La position ferme d'Artus contre les téléphones
Sur le plateau de « Quelle époque ! » en décembre 2025, lorsque Hugo Clément a interrogé Artus sur les raisons de cette volonté d'interdiction, l'artiste a répondu avec franchise : « Je trouve ça insupportable […], putain mais tu vas vraiment la re-regarder cette vidéo ? » Mais au-delà de l'aspect perturbateur, Artus pointe un problème plus grave.
L'utilisation des extraits filmés par les spectateurs constitue selon lui la raison la plus problématique. « Si vous prenez une vanne, sortie comme ça à droite à gauche, je suis homophobe, antisémite, raciste, misogyne. Je suis absolument tout ce que vous voulez. Maintenant si vous la mettez dans le contexte de ce que je raconte, ça ne dit pas la même chose. C'est ça qui est un peu effrayant », explique-t-il, soulignant les risques de décontextualisation de son humour.
Le cadre juridique précis régissant l'usage des téléphones
Mais comment les organisateurs peuvent-ils concrètement empêcher les spectateurs de sortir leur téléphone pendant un spectacle ? Vanessa Fitoussi, avocate au barreau de Paris spécialisée en droit du spectacle et des artistes au Cabinet du Marais, apporte des éclaircissements précieux.
S'il n'existe pas de loi générale interdisant l'usage du téléphone portable dans une salle de spectacle, « l'utilisation peut être limitée par le règlement intérieur de la salle ou par les conditions générales de vente du billet. L'achat du billet vaut acceptation du règlement intérieur », précise l'avocate.

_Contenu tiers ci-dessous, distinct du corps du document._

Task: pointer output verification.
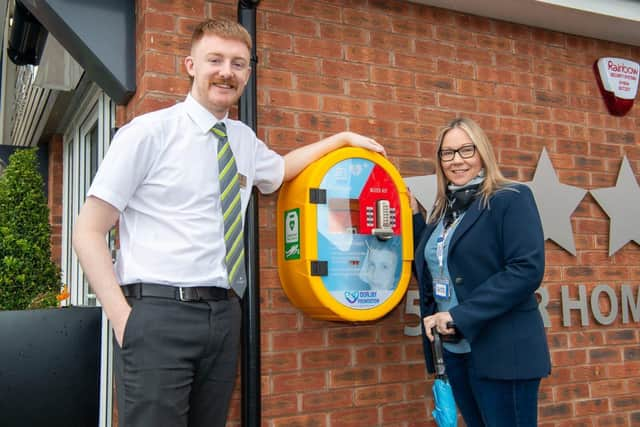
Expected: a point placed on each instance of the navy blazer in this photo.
(496, 262)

Elle rappelle également que « les spectacles sont des œuvres protégées par le Code de la propriété intellectuelle. Toute reproduction ou représentation sans autorisation est interdite (article L122-4 CPI). Filmer ou enregistrer un spectacle constitue une contrefaçon sanctionnée par 3 ans d'emprisonnement et 300 000 euros d'amende (article L335-2 CPI) ».
Les pouvoirs de l'organisateur face aux contrevenants
L'organisateur dispose ainsi d'un véritable droit de police dans sa salle. « Il peut interdire l'usage du téléphone, demander son extinction, exclure un spectateur ou imposer des dispositifs de type pochettes de sécurité. L'exclusion ne donne pas droit à remboursement si le règlement intérieur n'est pas respecté », détaille Vanessa Fitoussi.

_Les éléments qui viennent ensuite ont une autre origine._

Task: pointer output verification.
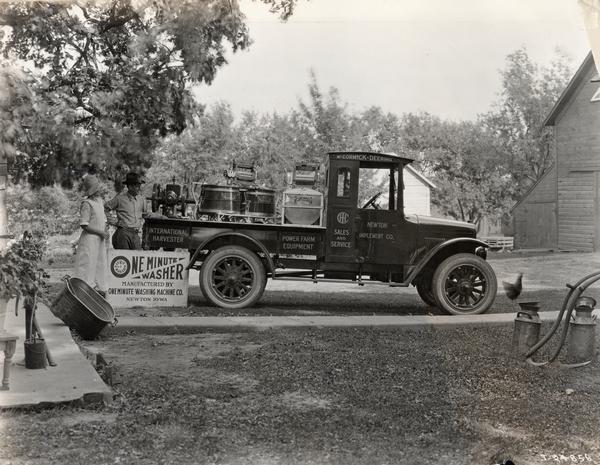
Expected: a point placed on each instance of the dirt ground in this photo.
(330, 396)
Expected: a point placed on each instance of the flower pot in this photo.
(35, 354)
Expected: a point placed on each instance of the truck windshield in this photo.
(374, 181)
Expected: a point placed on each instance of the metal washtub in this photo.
(81, 308)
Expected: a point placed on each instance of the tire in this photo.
(424, 289)
(232, 277)
(464, 284)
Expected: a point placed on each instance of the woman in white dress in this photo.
(91, 248)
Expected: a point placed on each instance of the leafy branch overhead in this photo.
(115, 75)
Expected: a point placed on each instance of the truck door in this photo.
(380, 229)
(342, 211)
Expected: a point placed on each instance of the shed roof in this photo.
(420, 177)
(564, 98)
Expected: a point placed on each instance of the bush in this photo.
(47, 211)
(20, 270)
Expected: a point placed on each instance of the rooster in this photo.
(513, 290)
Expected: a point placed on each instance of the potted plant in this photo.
(22, 276)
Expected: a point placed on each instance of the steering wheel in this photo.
(372, 201)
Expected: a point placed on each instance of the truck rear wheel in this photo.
(464, 284)
(232, 277)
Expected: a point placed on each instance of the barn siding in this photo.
(535, 220)
(578, 158)
(576, 211)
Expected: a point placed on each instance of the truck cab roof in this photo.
(365, 156)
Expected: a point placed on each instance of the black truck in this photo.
(351, 233)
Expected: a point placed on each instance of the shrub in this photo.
(47, 211)
(20, 271)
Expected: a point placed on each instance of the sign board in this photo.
(147, 278)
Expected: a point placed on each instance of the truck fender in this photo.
(259, 246)
(479, 246)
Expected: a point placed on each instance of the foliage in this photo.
(20, 272)
(112, 78)
(48, 211)
(528, 94)
(462, 161)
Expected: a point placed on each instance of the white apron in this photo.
(91, 249)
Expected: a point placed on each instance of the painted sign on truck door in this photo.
(341, 212)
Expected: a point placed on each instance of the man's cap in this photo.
(133, 178)
(91, 185)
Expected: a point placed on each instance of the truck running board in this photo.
(341, 281)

Pour les deux spectacles d'Artus prévus ce week-end à la Défense Arena, l'organisation indique cependant qu'« aucun dispositif particulier n'a été mis en place pour interdire les téléphones portables pendant le spectacle ». La responsabilité revient donc à chaque spectateur d'en faire un usage respectueux, en tenant compte à la fois des souhaits de l'artiste et des conséquences juridiques potentielles.
Cette situation illustre le délicat équilibre entre liberté des spectateurs et protection des artistes, dans un contexte où la technologie permet une diffusion instantanée mais parfois déformée des contenus culturels.